First of all, the decolonial authors like Anibal Quijano, Enrique Dussel, Walter Mignolo, Arturo Escobar, Silvia Rivera Cusicanqui, Maria Lugones, Ramon Grosfoguel or Rita Segato, between many others, have a long university formation in social sciences and humanities, in particular Marxist. If since the 1960s, they have denounced, with others, the Eurocentre character of hegemonic social sciences, it is because they have personal experience.
Then in their work with and on the traditions of subordinate thought in Amerindian languages (Nahuatl, Maya, Guarani …) and in Spanish and Portuguese languages, some have given in to the romantic temptation to magnify its irreducible otherness, in an almost anti-universalist and anti-Western movement. But I say « some« And » almost « . Indeed, Anibal Quijano with her resolutely economic approach to socio -cultural heterogeneity, Silvia Rivera Cusicanqui and her thought of interbreeding, Rita Segato and her criticism of multiculturalism or Dussel with her proposal for interphilosophical dialogue seek more of others from universals.
Here is for example the philosopher of Liberation Enrique Dussel. He identifies four « Universal problems » May all Homo Sapiens companies arise: « What are real things to behave »? « What is the mystery of human interiority? », « How to think of freedom, the ethical and social world? » And « How to interpret the ultimate foundation of the universe? ». Mythical rational stories work these questions with symbolic and suggestive language. The philosophical rational stories, for their part, do so in univocal language to achieve the conclusive force of the argument.
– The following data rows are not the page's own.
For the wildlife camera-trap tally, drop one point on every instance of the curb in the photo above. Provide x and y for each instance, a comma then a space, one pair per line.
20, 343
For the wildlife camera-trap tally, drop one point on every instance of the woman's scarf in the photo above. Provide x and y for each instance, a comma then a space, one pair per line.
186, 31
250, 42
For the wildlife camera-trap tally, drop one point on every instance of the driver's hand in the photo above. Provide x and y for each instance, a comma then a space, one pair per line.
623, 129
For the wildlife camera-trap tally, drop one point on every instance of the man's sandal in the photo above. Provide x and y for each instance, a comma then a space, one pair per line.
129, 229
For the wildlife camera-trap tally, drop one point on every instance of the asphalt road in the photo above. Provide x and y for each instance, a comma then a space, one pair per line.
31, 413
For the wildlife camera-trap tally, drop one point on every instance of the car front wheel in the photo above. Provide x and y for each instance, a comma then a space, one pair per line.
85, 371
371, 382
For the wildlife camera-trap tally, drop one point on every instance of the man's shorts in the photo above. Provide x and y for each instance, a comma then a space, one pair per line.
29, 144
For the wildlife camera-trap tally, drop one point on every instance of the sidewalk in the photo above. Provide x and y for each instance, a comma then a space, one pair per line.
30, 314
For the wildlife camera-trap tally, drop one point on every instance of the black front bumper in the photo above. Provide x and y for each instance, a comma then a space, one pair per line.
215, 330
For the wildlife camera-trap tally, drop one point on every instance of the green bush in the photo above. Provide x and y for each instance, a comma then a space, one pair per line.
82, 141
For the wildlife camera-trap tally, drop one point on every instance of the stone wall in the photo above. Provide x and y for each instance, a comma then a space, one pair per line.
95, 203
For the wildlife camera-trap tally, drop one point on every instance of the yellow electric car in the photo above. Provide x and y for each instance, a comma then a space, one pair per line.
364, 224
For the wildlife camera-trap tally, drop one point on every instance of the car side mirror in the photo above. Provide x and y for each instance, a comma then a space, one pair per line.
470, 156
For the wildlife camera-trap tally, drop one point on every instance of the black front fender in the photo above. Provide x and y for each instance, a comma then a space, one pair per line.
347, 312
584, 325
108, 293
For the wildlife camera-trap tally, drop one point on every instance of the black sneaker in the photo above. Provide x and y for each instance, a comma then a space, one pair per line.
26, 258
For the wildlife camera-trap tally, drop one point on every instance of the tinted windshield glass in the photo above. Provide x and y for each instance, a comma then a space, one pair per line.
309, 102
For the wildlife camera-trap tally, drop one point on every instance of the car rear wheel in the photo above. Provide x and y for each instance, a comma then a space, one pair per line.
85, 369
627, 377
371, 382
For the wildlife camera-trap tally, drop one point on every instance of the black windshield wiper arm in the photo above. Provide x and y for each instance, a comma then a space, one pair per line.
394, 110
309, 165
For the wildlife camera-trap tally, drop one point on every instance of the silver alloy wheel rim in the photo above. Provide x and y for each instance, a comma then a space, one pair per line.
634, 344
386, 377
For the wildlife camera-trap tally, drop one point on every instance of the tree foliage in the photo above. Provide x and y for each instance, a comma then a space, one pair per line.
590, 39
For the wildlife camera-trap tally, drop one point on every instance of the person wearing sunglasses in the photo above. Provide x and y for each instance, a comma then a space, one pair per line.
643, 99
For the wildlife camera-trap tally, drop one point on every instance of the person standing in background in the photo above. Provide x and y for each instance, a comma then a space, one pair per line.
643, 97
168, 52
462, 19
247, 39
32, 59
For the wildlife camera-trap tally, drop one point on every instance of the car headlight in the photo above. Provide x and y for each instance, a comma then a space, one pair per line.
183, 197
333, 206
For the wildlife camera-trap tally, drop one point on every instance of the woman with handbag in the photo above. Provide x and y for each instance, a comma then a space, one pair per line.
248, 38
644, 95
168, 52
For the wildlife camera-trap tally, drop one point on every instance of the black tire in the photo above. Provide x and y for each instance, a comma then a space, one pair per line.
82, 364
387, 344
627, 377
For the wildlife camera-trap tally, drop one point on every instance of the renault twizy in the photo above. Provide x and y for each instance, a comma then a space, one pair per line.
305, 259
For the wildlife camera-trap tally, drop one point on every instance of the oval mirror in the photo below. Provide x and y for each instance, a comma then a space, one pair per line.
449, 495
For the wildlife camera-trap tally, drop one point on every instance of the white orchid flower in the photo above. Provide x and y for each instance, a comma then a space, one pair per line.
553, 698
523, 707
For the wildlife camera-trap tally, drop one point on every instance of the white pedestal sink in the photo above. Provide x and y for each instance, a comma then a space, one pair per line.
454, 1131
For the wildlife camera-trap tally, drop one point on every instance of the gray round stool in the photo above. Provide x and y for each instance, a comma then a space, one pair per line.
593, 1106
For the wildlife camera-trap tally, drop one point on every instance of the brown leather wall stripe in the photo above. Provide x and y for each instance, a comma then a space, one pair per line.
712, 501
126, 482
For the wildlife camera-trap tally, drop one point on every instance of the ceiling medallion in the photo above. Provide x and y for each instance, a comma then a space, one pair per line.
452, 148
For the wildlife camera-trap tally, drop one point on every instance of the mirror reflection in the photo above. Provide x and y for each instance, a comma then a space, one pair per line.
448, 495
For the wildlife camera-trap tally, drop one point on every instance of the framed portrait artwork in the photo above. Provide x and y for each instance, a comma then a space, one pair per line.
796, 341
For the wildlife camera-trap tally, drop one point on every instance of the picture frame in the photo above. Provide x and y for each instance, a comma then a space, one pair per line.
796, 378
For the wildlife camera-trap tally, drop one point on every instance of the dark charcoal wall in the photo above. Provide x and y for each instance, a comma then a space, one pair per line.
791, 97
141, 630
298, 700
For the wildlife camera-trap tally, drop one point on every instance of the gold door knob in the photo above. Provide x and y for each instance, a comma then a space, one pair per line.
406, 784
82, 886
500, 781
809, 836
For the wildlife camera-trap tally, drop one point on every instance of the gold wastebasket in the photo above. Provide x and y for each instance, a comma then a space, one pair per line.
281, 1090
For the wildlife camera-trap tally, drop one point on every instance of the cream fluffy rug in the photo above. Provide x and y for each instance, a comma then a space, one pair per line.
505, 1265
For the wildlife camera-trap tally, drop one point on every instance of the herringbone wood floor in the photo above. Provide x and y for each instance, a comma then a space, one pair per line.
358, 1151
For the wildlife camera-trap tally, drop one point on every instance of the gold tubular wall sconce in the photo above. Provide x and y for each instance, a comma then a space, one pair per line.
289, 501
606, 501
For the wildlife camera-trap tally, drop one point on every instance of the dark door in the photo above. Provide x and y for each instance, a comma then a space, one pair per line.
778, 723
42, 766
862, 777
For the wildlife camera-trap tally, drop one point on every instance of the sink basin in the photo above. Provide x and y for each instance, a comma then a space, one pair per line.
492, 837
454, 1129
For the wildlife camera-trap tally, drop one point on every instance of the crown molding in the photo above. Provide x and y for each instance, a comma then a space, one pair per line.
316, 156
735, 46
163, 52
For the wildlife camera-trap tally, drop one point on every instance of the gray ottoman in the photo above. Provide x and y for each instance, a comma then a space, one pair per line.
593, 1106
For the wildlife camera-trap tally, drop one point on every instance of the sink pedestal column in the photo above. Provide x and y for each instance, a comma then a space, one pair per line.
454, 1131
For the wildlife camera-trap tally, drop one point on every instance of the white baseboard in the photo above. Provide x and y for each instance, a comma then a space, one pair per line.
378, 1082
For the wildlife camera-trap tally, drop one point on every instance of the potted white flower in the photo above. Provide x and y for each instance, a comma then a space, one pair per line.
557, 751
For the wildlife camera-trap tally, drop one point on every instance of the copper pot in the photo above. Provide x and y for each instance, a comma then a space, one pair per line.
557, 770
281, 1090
These two types of accounts have their own rationality and most often coexist, one more rooted in the oral and collective tradition, the other more practiced by authors organized in specialized communities practicing writing.
This second form of account is not the only prerogative of ancient Greece and is found in Memphis in Egypt in the third millennium before our era, in China and India in the 6th century BCE or in Mexico in the 15th century, at the time of the European invasion of America. The world hegemony of European philosophy of Hellenistic tradition is only a product of colonial history. According to Enrique Dussel, each story, because it works on problems common to all humans, offers answers to universal validity, which can be discussed by others. Simply, for an argumentative speech to be valid, it must « Give the other arguing symmetrical possibilities to participate in the discussion » (Dussel, 2,009).
Speaking of particular philosophical traditions with universal value, this author recognizes that they are stated by men and women of societies taken in complex and dynamic domination relationships. He starts from this observation to invite today's philosophers to enrich an interphilosophical dialogue « with a view to a Multifinated global philosophy And therefore, transmoder ”.
This is why, rather than rejecting in « block » and caricaturing the decolonial thoughts of Latin America and the Caribbean, we invite to read them in their diversity and their latest formulations to discuss them! The urgency is there, the universalism of « overhang » is no longer dreaming internationally and no longer cement French society internally, it has the bitter taste of a promise of equality not held.
Now on the emergence of invitations that echo the multi -roomism: lateral universalism (Souleymane Bachir Diagne), Cosmopolite (Alain Policar), concrete (Michel Cahen) or minor universalisms (Markus Mesling).